While many DevOps teams routinely make use of infrastructure-as-code (IaC) tools, managing IT infrastructure remains challenging. A recent Spacelift survey found that only 14% of respondents have fully implemented infrastructure automation best practices. Generative AI tools have the potential to enable more organizations to more consistently apply best DevOps practices in an era where IT infrastructure has become too complex for humans to manage, noted Hytry.
Less clear is the degree to which AI might enable junior members of a DevOps team to effectively manage IT infrastructure at scale versus allowing senior members of a DevOps team to manage IT infrastructure at much higher levels of scale. The one certain thing is that it will become easier for DevOps teams to share tribal knowledge about how infrastructure is configured, said Hytry.
Each organization will need to determine how best to apply AI to managing IT infrastructure, but there will always be a need for humans to supervise AI models, said Hytry.

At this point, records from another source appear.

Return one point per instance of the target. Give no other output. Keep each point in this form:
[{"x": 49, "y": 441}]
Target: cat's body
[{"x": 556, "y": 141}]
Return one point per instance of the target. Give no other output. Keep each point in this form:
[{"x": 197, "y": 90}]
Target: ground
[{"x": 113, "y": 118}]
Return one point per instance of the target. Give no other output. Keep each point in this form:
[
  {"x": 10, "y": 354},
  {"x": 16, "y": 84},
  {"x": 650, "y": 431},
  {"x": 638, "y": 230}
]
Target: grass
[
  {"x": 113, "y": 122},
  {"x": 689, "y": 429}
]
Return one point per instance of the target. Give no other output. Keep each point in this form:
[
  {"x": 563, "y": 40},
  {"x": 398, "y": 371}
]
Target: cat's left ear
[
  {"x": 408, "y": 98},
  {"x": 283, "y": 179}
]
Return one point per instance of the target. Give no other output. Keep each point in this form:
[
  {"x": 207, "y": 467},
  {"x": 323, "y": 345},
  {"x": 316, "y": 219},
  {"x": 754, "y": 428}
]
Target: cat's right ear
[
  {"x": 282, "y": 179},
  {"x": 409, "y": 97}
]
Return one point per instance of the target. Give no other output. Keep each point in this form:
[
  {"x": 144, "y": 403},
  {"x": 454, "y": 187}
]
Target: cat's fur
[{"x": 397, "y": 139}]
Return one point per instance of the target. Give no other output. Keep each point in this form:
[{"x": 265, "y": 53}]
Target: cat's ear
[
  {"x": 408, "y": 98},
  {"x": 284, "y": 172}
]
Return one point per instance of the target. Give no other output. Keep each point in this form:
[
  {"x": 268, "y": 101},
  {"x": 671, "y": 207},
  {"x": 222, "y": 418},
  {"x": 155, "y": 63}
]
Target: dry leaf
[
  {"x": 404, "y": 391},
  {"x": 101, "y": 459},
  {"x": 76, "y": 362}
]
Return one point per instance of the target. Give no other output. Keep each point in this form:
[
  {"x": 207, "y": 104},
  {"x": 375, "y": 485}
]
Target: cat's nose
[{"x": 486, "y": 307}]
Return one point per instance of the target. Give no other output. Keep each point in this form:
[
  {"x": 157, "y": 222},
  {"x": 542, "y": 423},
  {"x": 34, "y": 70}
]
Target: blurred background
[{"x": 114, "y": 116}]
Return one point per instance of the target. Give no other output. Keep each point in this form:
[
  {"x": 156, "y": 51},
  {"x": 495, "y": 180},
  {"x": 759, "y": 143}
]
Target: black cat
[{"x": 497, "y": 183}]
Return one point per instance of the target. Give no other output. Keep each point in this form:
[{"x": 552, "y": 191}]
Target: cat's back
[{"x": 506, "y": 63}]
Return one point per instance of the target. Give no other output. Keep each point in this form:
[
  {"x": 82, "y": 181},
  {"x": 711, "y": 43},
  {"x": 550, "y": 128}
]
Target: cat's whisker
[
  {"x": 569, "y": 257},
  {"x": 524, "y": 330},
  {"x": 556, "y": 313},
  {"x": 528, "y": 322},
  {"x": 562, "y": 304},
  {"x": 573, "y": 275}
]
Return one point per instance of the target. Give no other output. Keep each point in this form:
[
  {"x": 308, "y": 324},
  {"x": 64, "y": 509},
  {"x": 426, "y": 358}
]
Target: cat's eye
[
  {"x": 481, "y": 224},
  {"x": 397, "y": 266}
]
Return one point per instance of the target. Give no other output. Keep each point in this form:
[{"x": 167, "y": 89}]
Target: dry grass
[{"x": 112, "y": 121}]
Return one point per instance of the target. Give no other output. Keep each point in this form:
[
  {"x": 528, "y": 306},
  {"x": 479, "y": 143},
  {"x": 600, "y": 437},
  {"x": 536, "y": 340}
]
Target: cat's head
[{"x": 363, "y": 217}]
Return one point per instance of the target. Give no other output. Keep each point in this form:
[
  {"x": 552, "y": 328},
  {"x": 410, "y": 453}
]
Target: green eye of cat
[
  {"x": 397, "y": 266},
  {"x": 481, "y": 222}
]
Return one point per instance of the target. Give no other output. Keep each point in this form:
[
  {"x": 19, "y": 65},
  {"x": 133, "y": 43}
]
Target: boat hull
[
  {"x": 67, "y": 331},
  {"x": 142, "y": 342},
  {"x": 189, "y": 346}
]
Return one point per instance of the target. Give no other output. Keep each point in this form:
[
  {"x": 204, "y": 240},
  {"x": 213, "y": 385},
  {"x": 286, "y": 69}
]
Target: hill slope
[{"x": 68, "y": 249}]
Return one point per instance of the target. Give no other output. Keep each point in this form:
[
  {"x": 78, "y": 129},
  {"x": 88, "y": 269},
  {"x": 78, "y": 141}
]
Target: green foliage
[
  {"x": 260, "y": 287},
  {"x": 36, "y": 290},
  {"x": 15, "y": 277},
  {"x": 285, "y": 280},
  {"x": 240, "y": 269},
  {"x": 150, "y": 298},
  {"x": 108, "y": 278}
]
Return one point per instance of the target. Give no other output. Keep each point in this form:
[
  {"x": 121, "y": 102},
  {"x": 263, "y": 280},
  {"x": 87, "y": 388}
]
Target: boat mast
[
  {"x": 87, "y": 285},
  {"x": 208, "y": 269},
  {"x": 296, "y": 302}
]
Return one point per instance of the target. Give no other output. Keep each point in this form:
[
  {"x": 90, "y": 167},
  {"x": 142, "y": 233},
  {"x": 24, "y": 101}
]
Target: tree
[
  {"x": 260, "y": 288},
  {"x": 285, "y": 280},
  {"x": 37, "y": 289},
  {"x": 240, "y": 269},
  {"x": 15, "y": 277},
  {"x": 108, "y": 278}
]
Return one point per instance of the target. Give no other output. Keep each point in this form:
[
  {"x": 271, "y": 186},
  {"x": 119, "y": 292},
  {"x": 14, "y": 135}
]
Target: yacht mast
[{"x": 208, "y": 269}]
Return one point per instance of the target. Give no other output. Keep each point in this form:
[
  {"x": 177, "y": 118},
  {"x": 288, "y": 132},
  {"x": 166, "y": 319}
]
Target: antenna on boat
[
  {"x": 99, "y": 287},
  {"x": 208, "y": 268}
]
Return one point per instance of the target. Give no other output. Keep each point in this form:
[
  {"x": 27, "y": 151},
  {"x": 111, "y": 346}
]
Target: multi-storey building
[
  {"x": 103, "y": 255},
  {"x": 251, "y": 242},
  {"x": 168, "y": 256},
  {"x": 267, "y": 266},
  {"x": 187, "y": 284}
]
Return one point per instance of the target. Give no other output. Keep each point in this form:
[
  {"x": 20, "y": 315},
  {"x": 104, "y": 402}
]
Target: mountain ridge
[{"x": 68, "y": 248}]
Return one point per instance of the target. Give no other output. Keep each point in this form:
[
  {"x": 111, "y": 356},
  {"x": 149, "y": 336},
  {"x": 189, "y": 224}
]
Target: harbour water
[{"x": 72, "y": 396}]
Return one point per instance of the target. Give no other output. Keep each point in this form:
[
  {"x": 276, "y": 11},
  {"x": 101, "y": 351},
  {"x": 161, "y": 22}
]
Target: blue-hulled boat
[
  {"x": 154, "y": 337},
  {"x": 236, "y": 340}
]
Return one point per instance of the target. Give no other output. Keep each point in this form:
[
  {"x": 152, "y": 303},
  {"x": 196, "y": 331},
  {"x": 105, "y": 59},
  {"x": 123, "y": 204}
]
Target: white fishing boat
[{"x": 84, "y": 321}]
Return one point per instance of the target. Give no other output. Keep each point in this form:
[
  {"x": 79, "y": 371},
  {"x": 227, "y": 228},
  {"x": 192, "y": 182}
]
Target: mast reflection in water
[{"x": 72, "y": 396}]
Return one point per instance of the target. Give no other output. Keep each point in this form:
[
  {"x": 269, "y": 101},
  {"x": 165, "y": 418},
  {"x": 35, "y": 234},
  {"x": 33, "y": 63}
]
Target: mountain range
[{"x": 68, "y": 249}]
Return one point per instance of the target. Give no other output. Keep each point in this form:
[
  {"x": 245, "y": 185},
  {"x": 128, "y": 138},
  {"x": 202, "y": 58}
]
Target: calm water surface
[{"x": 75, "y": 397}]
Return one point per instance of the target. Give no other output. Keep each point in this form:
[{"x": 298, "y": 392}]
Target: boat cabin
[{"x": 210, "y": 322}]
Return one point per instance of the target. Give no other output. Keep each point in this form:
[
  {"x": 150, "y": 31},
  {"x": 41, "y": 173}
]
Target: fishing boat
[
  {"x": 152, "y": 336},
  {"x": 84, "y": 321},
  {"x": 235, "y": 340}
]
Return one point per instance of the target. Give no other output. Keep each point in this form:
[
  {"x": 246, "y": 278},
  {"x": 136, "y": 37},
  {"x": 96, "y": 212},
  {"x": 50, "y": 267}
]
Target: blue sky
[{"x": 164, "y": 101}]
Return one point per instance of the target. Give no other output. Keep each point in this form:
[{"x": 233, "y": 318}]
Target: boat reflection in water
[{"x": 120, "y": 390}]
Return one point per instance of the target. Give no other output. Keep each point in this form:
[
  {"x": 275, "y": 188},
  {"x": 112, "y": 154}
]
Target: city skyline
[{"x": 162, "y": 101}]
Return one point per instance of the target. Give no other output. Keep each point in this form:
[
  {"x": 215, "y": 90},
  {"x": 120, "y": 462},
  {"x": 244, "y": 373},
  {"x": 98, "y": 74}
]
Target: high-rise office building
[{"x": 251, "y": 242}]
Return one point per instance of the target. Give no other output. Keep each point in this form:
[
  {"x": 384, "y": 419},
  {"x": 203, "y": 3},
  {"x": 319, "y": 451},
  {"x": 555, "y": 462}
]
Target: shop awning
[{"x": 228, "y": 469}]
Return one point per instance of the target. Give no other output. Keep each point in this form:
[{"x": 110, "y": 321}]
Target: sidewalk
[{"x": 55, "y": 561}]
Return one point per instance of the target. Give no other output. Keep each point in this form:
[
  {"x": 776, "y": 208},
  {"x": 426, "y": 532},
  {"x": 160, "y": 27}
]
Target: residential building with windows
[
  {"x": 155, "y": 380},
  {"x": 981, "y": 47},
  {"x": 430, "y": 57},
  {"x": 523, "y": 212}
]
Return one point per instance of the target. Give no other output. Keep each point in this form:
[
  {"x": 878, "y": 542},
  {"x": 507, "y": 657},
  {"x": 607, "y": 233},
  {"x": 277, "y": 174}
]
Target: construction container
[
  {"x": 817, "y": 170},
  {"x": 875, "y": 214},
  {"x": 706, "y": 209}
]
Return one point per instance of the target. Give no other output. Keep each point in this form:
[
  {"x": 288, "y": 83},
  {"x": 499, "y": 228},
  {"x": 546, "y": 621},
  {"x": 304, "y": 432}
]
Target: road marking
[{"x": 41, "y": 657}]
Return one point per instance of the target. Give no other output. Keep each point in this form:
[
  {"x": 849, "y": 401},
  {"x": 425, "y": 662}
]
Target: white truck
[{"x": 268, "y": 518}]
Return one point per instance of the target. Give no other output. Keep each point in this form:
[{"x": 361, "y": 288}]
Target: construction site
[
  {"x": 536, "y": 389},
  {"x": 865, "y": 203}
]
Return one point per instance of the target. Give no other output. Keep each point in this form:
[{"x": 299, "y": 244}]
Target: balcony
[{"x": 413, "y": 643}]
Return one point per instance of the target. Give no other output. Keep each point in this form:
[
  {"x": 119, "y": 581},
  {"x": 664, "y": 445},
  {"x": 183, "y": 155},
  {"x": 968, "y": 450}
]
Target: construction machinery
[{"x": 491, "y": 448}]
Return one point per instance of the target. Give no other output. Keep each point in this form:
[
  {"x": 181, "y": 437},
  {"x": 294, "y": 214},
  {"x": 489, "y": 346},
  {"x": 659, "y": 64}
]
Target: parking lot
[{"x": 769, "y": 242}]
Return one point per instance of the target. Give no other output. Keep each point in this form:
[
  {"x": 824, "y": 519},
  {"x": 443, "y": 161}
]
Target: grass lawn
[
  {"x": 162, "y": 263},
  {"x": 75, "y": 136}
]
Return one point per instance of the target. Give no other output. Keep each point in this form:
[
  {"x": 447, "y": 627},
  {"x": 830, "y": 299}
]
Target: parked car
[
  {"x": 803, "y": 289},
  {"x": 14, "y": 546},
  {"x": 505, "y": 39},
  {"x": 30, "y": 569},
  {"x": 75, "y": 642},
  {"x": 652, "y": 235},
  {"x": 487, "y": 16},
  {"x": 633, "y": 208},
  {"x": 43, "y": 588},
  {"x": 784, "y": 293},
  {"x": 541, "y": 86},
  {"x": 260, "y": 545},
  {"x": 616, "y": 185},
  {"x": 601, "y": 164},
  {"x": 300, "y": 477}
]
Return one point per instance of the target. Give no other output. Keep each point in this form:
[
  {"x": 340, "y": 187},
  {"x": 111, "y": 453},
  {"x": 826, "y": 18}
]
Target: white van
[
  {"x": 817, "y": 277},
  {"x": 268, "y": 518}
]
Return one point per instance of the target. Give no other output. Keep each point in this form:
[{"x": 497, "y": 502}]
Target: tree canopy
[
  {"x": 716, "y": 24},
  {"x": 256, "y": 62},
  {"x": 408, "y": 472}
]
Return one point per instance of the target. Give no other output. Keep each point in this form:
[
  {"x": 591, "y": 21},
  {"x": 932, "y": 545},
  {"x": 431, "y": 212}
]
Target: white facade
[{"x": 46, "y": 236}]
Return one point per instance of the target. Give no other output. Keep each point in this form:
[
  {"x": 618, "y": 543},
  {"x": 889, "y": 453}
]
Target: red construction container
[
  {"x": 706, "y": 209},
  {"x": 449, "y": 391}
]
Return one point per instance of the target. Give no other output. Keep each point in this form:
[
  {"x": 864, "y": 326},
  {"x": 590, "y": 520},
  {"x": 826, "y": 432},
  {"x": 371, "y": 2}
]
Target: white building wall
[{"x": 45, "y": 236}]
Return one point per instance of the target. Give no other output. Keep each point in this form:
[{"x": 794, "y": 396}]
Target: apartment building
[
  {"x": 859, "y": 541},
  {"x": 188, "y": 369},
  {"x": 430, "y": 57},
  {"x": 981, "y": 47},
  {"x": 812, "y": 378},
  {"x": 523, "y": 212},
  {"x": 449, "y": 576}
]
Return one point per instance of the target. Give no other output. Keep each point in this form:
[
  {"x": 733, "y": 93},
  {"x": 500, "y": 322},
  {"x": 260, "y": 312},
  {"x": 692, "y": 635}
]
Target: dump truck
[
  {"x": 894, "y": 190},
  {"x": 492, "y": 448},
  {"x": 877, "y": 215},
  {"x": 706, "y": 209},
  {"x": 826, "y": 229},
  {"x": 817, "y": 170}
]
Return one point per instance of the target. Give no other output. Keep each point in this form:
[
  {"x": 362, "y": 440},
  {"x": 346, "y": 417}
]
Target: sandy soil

Spacelift, while still investigating the potential role AI agents might play in automating the management of IT infrastructure, is pursuing a more conservative approach given the number of errors that might be injected into a DevOps workflow, said Hytry. Most IT operations teams are going to be reluctant to rely on any form of automation that might inadvertently make critical IT infrastructure suddenly unavailable to applications, he added.
A recent Futurum Research survey finds 41% of respondents expect generative AI tools and platforms will be used to generate, review and test code, but the degree to which AI will be relied on to manage IT infrastructure is a little less clear. The one certain thing is that IT infrastructure is only going to become more challenging than ever to manage. Unfortunately, many of the processes being employed by application developers are far more manual than they should be, which creates more opportunities for misconfigurations. As a result, application developers are spending time on a set of tasks that, in addition to possibly introducing cybersecurity risks, also take time away from writing code.
Hopefully, advances in artificial intelligence (AI) will soon make it easier to discover and remediate these issues faster. In the meantime, however, DevOps teams would be well advised to invest more in automation to ensure infrastructure is not only being provisioned faster but also more reliably.